# Autosleeper Legend GL



## 116604

We are looking for advice on our Autosleeper Legend GL-It's an oldy, but has only just starting to show signs of its age through the side window seals which will need some attention to nip any damp in the bud.

Could anyone advise us whether it would be possible to attend the problem by just pumping something under the rubber seals, or whether it would be better replacing the rubber completely, and if so, where would we be able to purchase some rubber for such an old girl?

Bridget Mary


----------



## vardy

You'll probably get loads of replies - but Autosleepers will know exactly what to use - just in case you haven't got the number to hand - 01386 853338. I had to ring about my curtain tracks, and they also made me a bed insert for a 95 van very reasonably.


----------



## kaybee327

Hi although we no longer have a legend I would suggest having the windows taked out and resealed.

I ha one done bu can't remember cost I think about £60 but at east you are sure of a good seal. Took about one and a half hours

Keith


----------



## 116604

vardy said:


> You'll probably get loads of replies - but Autosleepers will know exactly what to use - just in case you haven't got the number to hand - 01386 853338. I had to ring about my curtain tracks, and they also made me a bed insert for a 95 van very reasonably.


Thank you for your advice, I shall use this number to get a quote. Love it!
BridgetMary


----------



## 116604

kaybee327 said:


> Hi although we no longer have a legend I would suggest having the windows taked out and resealed.
> 
> I ha one done bu can't remember cost I think about £60 but at east you are sure of a good seal. Took about one and a half hours
> 
> Keith


Keith,

Ta for your advice. We would like the windows resealed but know that the terminology is difficult - when the people say they will reseal the windows, does this really mean the rubber seals will be replaced? I'm not sure whether we would like the windows resealed or whether to ask for the rubber seals replaced??

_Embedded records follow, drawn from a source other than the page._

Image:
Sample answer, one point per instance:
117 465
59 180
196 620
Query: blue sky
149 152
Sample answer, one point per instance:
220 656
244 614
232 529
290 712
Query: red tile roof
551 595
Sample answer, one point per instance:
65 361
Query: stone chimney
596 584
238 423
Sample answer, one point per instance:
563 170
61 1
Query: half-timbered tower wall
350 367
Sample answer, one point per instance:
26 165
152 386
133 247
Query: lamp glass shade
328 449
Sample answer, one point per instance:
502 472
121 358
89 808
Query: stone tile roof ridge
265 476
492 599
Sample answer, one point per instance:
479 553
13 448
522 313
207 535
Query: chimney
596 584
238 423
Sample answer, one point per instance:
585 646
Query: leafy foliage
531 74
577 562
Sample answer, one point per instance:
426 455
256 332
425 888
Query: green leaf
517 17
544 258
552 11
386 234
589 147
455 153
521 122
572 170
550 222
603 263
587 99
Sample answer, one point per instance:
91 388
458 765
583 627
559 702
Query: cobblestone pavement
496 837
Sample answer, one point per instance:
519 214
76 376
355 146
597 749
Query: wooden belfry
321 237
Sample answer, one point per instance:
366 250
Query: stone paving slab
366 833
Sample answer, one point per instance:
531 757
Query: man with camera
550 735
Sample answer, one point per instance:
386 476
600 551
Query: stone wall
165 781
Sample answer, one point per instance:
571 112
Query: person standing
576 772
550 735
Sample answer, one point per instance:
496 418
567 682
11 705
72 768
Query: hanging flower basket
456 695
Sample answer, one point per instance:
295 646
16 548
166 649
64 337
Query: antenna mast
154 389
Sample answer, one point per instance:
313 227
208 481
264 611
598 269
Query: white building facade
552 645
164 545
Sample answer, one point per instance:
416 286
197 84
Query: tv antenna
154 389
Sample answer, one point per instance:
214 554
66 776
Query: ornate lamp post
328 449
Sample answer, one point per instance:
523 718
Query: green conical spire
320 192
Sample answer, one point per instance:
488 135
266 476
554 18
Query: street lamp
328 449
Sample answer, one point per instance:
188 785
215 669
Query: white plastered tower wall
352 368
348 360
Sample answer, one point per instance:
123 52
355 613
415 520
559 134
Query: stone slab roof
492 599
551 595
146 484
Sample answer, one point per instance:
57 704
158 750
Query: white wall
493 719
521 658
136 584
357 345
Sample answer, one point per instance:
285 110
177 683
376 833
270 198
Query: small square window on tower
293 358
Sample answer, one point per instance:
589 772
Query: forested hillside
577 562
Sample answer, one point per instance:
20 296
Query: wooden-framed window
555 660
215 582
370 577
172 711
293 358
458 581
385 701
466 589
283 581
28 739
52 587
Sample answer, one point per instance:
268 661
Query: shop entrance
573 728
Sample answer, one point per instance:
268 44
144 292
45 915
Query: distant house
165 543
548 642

It's a typical world out there, isn't it??

BridgetMary


----------



## kaybee327

BridgetMary

Firstly must get my spell check working after looking at my previous post

Ours was a 97 model and we were told it is normally the mastic which goes, so they removed the windows and all the old mastic then replaced with new. They id an excellent job and we had no further problems

Hope you can get sorted soon

Keith


----------